Recorde aqui as incidências do encontro
“Adoro três centrais porque me permite ter 7 jogadores a atacar. O jogo não funciona só quando temos bola. É importante os momentos de contra-ataque, de bola parada ofensiva, três centrais dão uma força tremenda na bola parada", explicou Abel no Nubank Park, após o 3-0 válido para a primeira mão dos quartos de final da Taça do Brasil.
“Não estou aqui a confrontar, o sistema dá o que se pedir a ele", continuou o técnico quando questionado sobre a saída de Allan, contratado pelo Manchester City. “Eu faço tudo aquilo que sinto que é o melhor para o Palmeiras”.

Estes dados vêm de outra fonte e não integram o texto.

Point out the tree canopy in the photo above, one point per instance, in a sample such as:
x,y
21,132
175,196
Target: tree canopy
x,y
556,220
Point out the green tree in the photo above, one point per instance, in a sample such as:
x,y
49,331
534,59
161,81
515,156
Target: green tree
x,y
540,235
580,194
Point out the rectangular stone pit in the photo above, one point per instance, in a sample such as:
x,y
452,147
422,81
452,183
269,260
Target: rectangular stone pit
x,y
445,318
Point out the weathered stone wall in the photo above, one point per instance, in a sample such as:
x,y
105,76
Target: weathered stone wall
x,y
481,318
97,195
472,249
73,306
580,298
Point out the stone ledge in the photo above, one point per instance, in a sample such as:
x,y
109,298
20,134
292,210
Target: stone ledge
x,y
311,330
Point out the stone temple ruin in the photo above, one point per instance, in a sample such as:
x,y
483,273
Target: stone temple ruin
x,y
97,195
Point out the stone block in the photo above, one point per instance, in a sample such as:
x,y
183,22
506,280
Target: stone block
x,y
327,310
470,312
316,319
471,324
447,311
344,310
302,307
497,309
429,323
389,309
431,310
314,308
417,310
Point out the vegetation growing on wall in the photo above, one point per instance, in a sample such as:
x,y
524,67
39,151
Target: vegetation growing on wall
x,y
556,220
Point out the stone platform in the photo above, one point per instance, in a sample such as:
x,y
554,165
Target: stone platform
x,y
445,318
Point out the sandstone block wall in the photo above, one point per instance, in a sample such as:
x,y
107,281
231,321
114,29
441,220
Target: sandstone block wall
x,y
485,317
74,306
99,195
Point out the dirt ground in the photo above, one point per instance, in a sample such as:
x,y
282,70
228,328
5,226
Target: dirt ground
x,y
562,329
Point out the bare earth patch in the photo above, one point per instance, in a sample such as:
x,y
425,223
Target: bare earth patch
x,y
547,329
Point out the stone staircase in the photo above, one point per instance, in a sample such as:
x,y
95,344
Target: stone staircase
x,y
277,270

“O sistema é estático, mas o jogo é dinâmico. Isso roda. Sabem como joga o Chelsea? O Atlético Mineiro, que já não perde há vários jogos. O sistema dá o que tu quiseres. A mim custa-me discutir sistemas convosco porque eu não discuto com o médico. Tem muito mais conhecimento do que eu. Cada um dá a sua opinião, o sistema dá o que tu quiseres", alfinetou Abel.
O treinador alviverde também referiu que pode poupar jogadores para o jogo da segunda mão na Vila Belmiro.

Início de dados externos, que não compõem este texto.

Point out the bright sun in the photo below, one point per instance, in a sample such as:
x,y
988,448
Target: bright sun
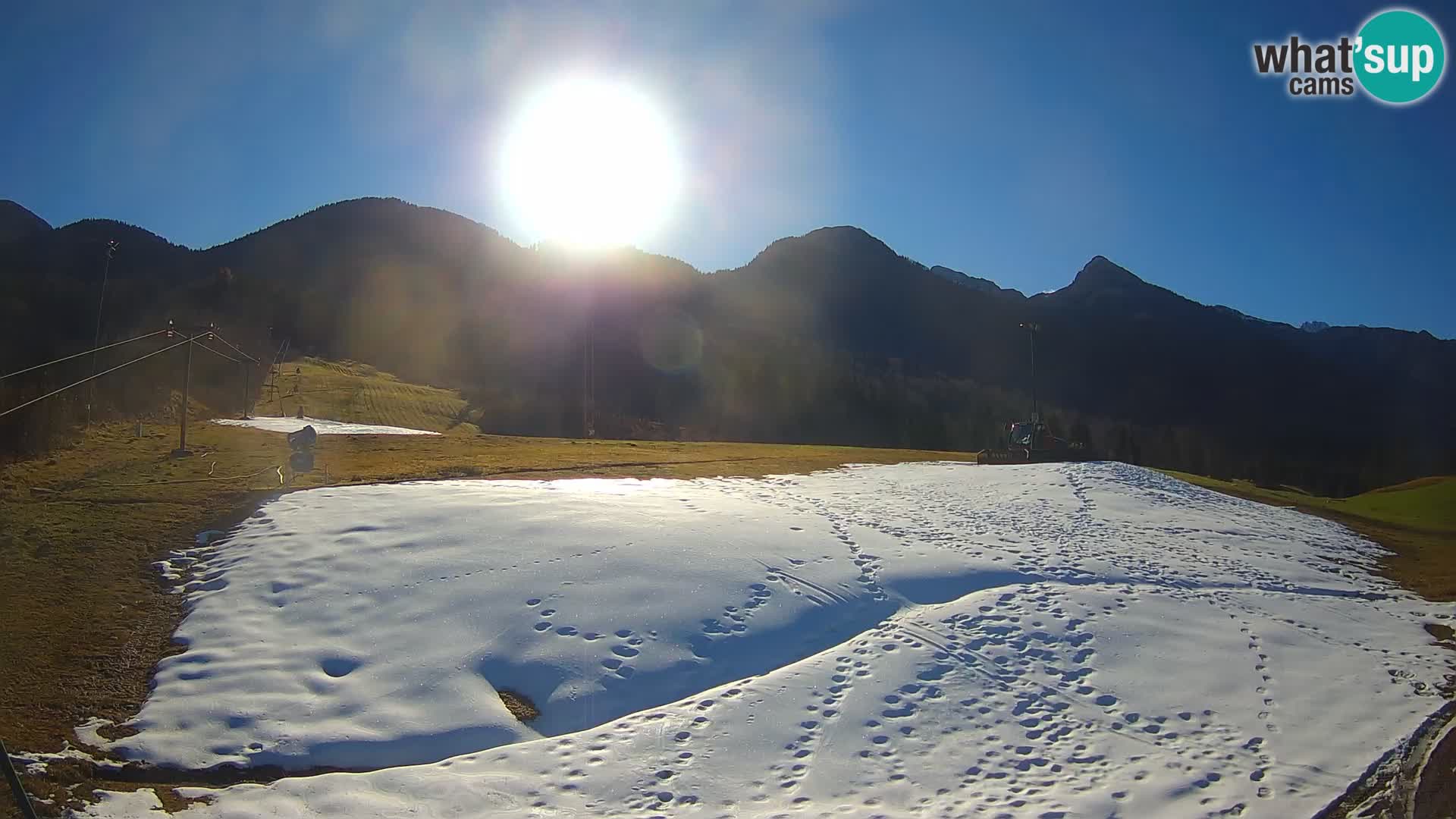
x,y
590,162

“O futebol brasileiro não perdoa ninguém. Jogadores e equipa técnica. O nosso plantel está muito curto, muito curto. Pena que temos três lesionados que nos dariam outras soluções", disse.
Abel Ferreira elogiou ainda o peso e a liberdade que tem junto da direção do Palmeiras. “Não vou encontrar em lado nenhum o que tenho aqui. Nem no Barcelona, nem no Real Madrid. É difícil estar num clube onde tens voz, liberdade e tudo mais”.
Santos e Palmeiras voltam a defrontar-se no dia 2 de setembro.